TeamCity is not free to use. It comes with two licenses, which are a Professional server license and an Enterprise server license. In a professional server license, you can use 100 build configurations and 3 build agents for free, and after that, 299$ for 1 additional build agent and 10 build configurations. TeamCity enterprise server license starts with 3 agents, which provides unlimited build configurations starting with 1,999$.

Comparison Table

Jenkins TeamCity
Written In Java Java
Developer CloudBees, Kohsuke Kawaguchi, Free, and open-source software JetBrains
License MIT License Proprietary commercial software
Features
  • Open-source
  • Rich set of plugins
  • Easy setup
  • Support for build pipelines
  • Workflow plugin
  • Tons of integrations
  • Hosted internally
  • Build, deploy or launch anything async
  • HTML Publisher
  • Throttle builds
  • Key Integrations
  • Cloud Integration
  • Build History
  • Build Infrastructure
  • Code Quality Tracking
  • VCS Interoperability
  • System Maintenance
  • User Management
  • Extensibility and Customization
  • Pre-tested Commit
Ease of Use Yes Yes
User Interface Very basic interface It has an attractive and beautiful interface
Community Since it is open-source, the community is bigger Smaller compared to Jenkins
Pricing Free Professional Server license costs 299$ per build agent after 3 free build agents

whereas

Enterprise Server license costs start at 1999$

Integrations 1400 integrations 300 integrations
Security Less Secured More Secured
API Supports JSON, Python, RESTful API: XML Supports RESTful API using service messages and creates plugins using Open API
Programming Language Support Java, PHP, C, C , Fortran, Python, and many more scripting languages Python, C , Java, .NET, Ruby, PHP, Node.js, and more
Container Support Using Docker plugin for Jenkins First-class Docker support out of the box
Release Cycle More frequent Less Frequent
Reporting Provides detailed report for builds and tests Provides reports with better web UI

Conclusion

Now you know the differences between the two most popular continuous integrations tools – Jenkins and TeamCity.

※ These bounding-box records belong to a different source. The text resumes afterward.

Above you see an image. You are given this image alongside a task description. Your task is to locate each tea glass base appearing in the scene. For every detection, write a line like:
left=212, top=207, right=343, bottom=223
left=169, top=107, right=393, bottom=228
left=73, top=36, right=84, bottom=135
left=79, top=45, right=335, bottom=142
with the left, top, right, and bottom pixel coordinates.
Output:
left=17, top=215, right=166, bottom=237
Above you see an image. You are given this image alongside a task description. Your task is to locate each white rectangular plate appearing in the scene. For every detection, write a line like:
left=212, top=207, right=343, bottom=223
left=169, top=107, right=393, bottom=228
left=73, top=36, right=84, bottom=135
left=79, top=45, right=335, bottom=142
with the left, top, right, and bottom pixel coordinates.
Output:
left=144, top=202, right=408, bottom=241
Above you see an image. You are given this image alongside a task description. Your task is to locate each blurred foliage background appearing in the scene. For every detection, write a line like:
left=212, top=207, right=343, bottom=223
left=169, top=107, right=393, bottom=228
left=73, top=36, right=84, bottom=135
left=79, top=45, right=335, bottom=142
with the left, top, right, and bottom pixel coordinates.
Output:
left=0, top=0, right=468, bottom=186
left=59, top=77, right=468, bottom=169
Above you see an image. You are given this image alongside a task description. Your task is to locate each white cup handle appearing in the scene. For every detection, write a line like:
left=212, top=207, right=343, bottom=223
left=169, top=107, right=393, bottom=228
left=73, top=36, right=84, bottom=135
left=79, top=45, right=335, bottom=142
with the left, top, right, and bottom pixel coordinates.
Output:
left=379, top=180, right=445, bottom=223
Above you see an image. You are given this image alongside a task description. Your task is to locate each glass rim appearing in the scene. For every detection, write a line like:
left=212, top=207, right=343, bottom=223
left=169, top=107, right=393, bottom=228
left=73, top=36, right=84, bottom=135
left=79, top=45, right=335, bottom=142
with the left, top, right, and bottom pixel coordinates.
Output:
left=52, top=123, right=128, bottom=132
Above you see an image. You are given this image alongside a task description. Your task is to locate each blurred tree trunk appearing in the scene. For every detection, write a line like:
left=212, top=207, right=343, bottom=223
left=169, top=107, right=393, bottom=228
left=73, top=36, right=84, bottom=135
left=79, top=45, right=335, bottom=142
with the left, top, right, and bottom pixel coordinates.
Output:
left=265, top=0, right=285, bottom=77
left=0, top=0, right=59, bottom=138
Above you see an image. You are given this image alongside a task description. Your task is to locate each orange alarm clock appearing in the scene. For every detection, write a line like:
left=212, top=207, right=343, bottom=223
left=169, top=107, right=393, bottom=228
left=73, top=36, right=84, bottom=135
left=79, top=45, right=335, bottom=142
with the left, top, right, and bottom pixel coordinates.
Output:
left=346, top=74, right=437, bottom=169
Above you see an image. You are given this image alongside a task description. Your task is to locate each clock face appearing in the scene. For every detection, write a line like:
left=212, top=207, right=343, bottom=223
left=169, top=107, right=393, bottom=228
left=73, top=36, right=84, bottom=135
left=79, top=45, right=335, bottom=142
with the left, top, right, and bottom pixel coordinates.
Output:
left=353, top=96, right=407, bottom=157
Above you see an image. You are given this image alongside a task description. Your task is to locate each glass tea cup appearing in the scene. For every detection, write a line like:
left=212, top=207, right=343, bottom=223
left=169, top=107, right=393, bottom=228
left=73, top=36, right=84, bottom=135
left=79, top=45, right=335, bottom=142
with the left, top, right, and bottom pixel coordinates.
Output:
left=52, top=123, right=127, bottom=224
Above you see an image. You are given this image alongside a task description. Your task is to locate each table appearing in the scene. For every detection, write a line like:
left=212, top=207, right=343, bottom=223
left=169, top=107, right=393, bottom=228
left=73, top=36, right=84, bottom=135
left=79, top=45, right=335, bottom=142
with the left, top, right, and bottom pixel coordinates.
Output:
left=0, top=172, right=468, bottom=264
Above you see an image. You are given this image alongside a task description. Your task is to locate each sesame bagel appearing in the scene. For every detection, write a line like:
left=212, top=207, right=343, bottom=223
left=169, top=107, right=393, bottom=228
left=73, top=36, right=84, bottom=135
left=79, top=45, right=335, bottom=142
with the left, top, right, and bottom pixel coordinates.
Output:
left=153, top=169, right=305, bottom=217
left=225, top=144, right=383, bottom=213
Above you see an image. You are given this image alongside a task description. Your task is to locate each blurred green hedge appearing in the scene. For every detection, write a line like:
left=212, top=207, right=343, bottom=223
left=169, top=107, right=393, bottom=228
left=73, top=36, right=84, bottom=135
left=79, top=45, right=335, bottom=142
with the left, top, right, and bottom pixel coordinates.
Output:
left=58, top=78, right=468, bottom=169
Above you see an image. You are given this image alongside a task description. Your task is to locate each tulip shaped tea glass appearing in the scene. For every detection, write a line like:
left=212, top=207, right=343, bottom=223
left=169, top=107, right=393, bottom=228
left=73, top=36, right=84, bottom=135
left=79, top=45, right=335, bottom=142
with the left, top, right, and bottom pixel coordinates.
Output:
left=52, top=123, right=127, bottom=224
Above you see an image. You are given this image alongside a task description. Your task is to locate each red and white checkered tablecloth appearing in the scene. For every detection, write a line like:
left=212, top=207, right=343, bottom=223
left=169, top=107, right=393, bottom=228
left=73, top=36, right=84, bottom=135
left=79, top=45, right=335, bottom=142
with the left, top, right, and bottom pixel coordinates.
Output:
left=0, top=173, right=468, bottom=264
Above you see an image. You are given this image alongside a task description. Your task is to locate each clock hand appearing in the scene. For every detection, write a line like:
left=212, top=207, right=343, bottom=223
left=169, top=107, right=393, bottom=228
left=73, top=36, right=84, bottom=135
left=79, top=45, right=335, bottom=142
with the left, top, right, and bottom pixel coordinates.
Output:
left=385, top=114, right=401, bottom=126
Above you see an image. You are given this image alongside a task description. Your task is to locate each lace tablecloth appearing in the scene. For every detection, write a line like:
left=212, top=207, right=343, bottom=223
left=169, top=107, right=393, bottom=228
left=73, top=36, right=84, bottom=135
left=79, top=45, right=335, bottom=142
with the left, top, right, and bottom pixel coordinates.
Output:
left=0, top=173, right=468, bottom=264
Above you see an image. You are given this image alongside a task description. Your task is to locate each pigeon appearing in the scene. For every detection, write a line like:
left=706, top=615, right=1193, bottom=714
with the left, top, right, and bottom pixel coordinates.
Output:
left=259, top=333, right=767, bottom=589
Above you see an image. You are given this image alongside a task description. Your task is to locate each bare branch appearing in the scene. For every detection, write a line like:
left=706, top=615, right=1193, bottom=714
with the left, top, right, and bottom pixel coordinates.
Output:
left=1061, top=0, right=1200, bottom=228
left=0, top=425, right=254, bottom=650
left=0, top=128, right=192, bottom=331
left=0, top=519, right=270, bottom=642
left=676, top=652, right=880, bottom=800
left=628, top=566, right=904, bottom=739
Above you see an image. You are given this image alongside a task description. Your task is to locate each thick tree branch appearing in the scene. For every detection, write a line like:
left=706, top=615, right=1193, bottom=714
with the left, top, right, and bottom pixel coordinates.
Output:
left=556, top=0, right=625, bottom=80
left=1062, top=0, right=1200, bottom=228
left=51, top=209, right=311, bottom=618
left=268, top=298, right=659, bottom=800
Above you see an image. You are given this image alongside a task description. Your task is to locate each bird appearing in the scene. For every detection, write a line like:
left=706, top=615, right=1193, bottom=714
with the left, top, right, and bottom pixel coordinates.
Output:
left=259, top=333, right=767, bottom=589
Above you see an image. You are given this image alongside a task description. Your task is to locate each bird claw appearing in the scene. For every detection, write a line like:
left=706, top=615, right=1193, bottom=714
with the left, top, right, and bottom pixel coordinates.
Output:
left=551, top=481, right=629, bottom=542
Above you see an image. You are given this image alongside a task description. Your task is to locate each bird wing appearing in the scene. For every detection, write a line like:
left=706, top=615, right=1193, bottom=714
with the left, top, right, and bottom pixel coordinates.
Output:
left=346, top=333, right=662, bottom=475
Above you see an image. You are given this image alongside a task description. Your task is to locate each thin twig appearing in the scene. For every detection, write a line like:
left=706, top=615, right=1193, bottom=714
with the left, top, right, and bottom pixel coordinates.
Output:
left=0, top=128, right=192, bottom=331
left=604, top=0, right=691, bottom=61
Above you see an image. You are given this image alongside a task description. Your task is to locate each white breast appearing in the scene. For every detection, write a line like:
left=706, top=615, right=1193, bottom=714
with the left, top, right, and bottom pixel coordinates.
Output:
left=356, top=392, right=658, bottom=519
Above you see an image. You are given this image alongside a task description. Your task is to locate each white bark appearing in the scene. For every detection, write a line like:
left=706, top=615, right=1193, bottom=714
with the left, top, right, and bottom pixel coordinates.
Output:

When you are choosing a CI tool for your organization, you need to check on few parameters such as hosting options, integrations available, reusable code library, container support, and how easy it is to use and learn the tool. The continuous integration tool which passes these parameters would be an excellent option to go for.

If you are still in doubt, go ahead and give it a try with Jenkins and TeamCity free version. After creating a few builds on these platforms, you would be in a more comfortable situation to decide which tool is better for continuous integration for your projects.